Last month, the Landmark Preservation Commission debated plans for an architecturally ambitious condominium-and-retail project designed by Morris Adjmi in the Gansevoort Market Historic District. While the commission lacked the votes to decide on the project, the commissioners sent a strong signal to the developers that the project would need to be significantly reworked in order to gain approval.

The project raised a number of questions about how and where contemporary architecture can fit into a historic district, especially one as unique as the formerly scruffy and low-slung meat market district.

Detail of twisting steel structure.   Morris Adjmi's proposed tower set against the Standard Hotel.   Morris Adjmi's proposed twisting steel tower.
The tower's materiality relates to the nearby High Line (left), the tower torques upward from the base of a historic market building (center), and another rendered view of Morris Adjmi's tower at 13th and Washington Streets (right). A night view of the tower with the neighboring Standard Hotel viewed from the High Line (below).  
 

View of proposed tower fron the High Line.

Adjmi and developer Taconic Investments want to build a seven-story torqued apartment tower atop a two-story art moderne market building dating from 1938 at 13th and Washington streets. A massive masonry core anchors the addition, with each floor rotating within an exposed black metal frame that encloses the terraces and the apartments. “This particular site lends itself to something dynamic,” said Adjmi, who is also the architect of 450 West 14th, one of the last buildings to straddle the High Line. This project overlooks the High Line and draws on the forms and materials of that industrial structure, and compared to some of its more distant neighbors like the Standard Hotel or the architectural bobbles of far West Chelsea, the design looks comparatively low-key.

Both the High Line and the Standard fall outside the boundaries of the Gansevoort historic district, and the commissioners appeared unconvinced of their relevance to the new project barely a block away, and worried about setting a precedent for towers above the lowrise market buildings. “I need a better story.
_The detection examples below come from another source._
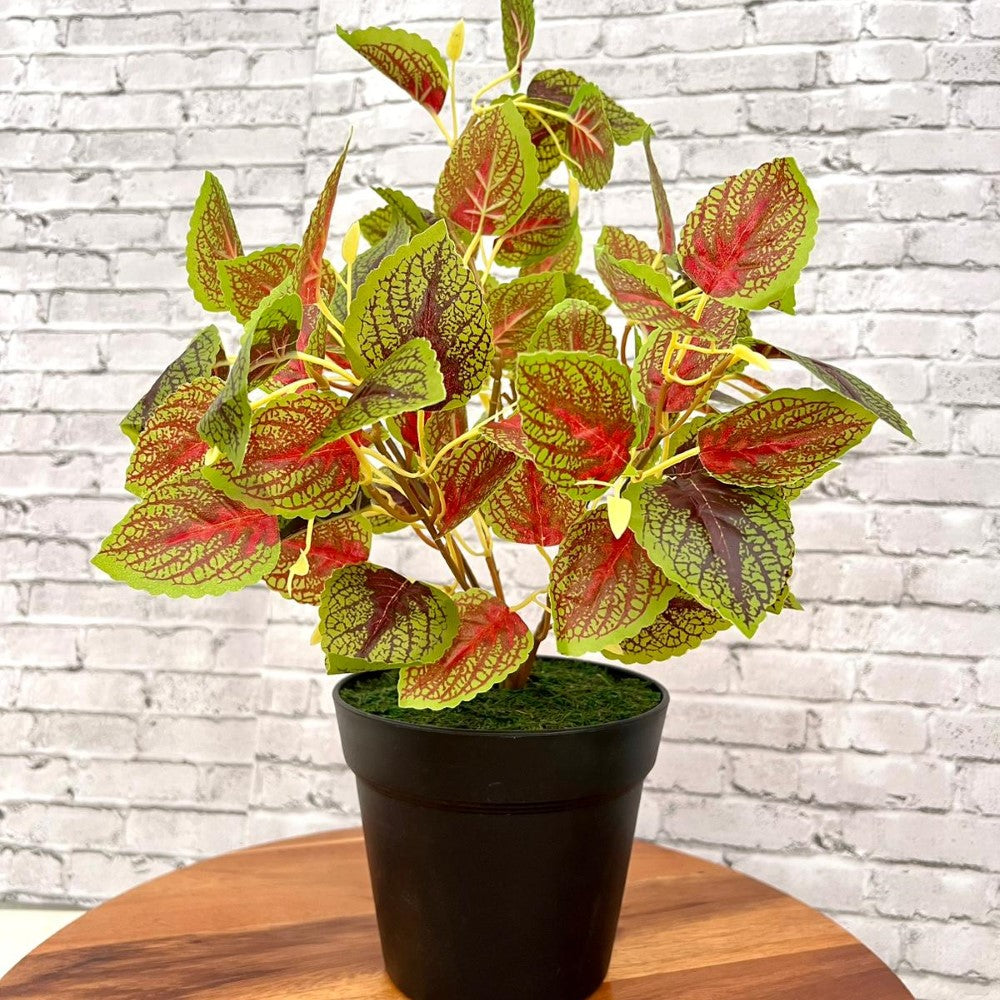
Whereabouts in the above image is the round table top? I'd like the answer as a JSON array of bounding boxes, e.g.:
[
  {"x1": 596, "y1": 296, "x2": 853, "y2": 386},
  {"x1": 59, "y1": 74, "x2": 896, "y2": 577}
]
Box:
[{"x1": 0, "y1": 830, "x2": 912, "y2": 1000}]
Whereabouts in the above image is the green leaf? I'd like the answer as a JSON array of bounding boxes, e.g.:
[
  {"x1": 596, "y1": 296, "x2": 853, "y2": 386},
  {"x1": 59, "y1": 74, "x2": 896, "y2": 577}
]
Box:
[
  {"x1": 594, "y1": 243, "x2": 676, "y2": 326},
  {"x1": 198, "y1": 283, "x2": 302, "y2": 471},
  {"x1": 698, "y1": 389, "x2": 875, "y2": 486},
  {"x1": 486, "y1": 272, "x2": 566, "y2": 363},
  {"x1": 399, "y1": 590, "x2": 534, "y2": 709},
  {"x1": 528, "y1": 69, "x2": 649, "y2": 146},
  {"x1": 528, "y1": 299, "x2": 616, "y2": 358},
  {"x1": 500, "y1": 0, "x2": 535, "y2": 90},
  {"x1": 204, "y1": 391, "x2": 360, "y2": 517},
  {"x1": 482, "y1": 459, "x2": 587, "y2": 545},
  {"x1": 125, "y1": 377, "x2": 223, "y2": 497},
  {"x1": 601, "y1": 594, "x2": 730, "y2": 663},
  {"x1": 434, "y1": 101, "x2": 538, "y2": 236},
  {"x1": 497, "y1": 188, "x2": 579, "y2": 270},
  {"x1": 521, "y1": 218, "x2": 584, "y2": 276},
  {"x1": 93, "y1": 473, "x2": 279, "y2": 597},
  {"x1": 337, "y1": 25, "x2": 448, "y2": 114},
  {"x1": 218, "y1": 243, "x2": 299, "y2": 323},
  {"x1": 751, "y1": 340, "x2": 913, "y2": 440},
  {"x1": 187, "y1": 171, "x2": 243, "y2": 312},
  {"x1": 515, "y1": 351, "x2": 638, "y2": 500},
  {"x1": 549, "y1": 507, "x2": 677, "y2": 656},
  {"x1": 315, "y1": 337, "x2": 445, "y2": 447},
  {"x1": 566, "y1": 83, "x2": 615, "y2": 191},
  {"x1": 319, "y1": 563, "x2": 458, "y2": 674},
  {"x1": 264, "y1": 514, "x2": 372, "y2": 604},
  {"x1": 435, "y1": 437, "x2": 517, "y2": 531},
  {"x1": 642, "y1": 128, "x2": 677, "y2": 257},
  {"x1": 345, "y1": 222, "x2": 493, "y2": 406},
  {"x1": 624, "y1": 459, "x2": 794, "y2": 636},
  {"x1": 677, "y1": 157, "x2": 819, "y2": 309},
  {"x1": 120, "y1": 326, "x2": 228, "y2": 442}
]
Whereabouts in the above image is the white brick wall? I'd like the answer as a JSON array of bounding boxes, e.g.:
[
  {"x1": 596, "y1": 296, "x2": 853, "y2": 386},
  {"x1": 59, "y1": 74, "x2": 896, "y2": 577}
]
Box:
[{"x1": 0, "y1": 0, "x2": 1000, "y2": 1000}]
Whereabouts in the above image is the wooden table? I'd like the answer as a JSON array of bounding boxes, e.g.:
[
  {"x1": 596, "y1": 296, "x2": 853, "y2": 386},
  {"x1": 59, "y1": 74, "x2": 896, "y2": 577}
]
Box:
[{"x1": 0, "y1": 830, "x2": 912, "y2": 1000}]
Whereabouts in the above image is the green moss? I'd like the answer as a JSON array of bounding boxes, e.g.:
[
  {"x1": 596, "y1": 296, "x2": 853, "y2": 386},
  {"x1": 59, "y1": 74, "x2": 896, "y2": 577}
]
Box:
[{"x1": 341, "y1": 657, "x2": 660, "y2": 733}]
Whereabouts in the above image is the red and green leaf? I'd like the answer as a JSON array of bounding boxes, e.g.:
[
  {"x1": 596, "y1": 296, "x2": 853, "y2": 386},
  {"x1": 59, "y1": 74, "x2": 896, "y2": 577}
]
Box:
[
  {"x1": 483, "y1": 459, "x2": 587, "y2": 545},
  {"x1": 677, "y1": 157, "x2": 819, "y2": 309},
  {"x1": 521, "y1": 219, "x2": 583, "y2": 277},
  {"x1": 399, "y1": 590, "x2": 534, "y2": 709},
  {"x1": 698, "y1": 389, "x2": 875, "y2": 486},
  {"x1": 264, "y1": 515, "x2": 372, "y2": 604},
  {"x1": 528, "y1": 69, "x2": 649, "y2": 146},
  {"x1": 751, "y1": 340, "x2": 913, "y2": 440},
  {"x1": 565, "y1": 83, "x2": 615, "y2": 191},
  {"x1": 486, "y1": 272, "x2": 566, "y2": 364},
  {"x1": 624, "y1": 459, "x2": 794, "y2": 636},
  {"x1": 515, "y1": 351, "x2": 638, "y2": 500},
  {"x1": 198, "y1": 285, "x2": 302, "y2": 470},
  {"x1": 434, "y1": 101, "x2": 538, "y2": 236},
  {"x1": 642, "y1": 129, "x2": 677, "y2": 256},
  {"x1": 93, "y1": 473, "x2": 280, "y2": 597},
  {"x1": 218, "y1": 243, "x2": 299, "y2": 323},
  {"x1": 119, "y1": 326, "x2": 229, "y2": 442},
  {"x1": 204, "y1": 391, "x2": 361, "y2": 517},
  {"x1": 315, "y1": 337, "x2": 445, "y2": 447},
  {"x1": 337, "y1": 25, "x2": 448, "y2": 114},
  {"x1": 497, "y1": 188, "x2": 579, "y2": 271},
  {"x1": 549, "y1": 507, "x2": 677, "y2": 656},
  {"x1": 500, "y1": 0, "x2": 535, "y2": 90},
  {"x1": 528, "y1": 299, "x2": 616, "y2": 358},
  {"x1": 319, "y1": 562, "x2": 458, "y2": 674},
  {"x1": 594, "y1": 230, "x2": 676, "y2": 326},
  {"x1": 435, "y1": 437, "x2": 518, "y2": 531},
  {"x1": 187, "y1": 171, "x2": 243, "y2": 312},
  {"x1": 601, "y1": 593, "x2": 731, "y2": 663},
  {"x1": 345, "y1": 222, "x2": 493, "y2": 406},
  {"x1": 125, "y1": 376, "x2": 223, "y2": 497}
]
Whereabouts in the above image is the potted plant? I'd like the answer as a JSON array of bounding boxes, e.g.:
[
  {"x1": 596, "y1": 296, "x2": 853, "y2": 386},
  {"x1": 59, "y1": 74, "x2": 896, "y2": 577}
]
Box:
[{"x1": 94, "y1": 0, "x2": 910, "y2": 1000}]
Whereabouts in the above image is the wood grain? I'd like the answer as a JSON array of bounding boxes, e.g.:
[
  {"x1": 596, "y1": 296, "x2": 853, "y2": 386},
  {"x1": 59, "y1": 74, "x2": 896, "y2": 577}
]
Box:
[{"x1": 0, "y1": 830, "x2": 912, "y2": 1000}]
I need to understand why that building should be allowed to be turned into a base for a tower,” said commissioner Margery Perlmutter.

Proposed tower by Morris Adjmi Architects.Preservationists were unconvinced that the proposed tower fits in the historic district.

Other commissioners praised the project’s architectural merits, but felt they could not approve it, given their obligations to the landmarks law. “I love the project’s design, and I hope you have clients in other parts of the city, but Morris, I hated to have to say, not here,” said commissioner Libby Ryan. Several preservation and community groups seemed equally conflicted, praising the design but questioning its appropriateness for the district.

Adjmi remains undeterred for now, and may present the project again in only slightly modified form for a full up-or-down vote. “Each of these projects needs to be evaluated on its own merits,” he said. “Time doesn’t end when you get a designation. I feel very strongly about this design, and I hope we can figure out a way to keep it intact.”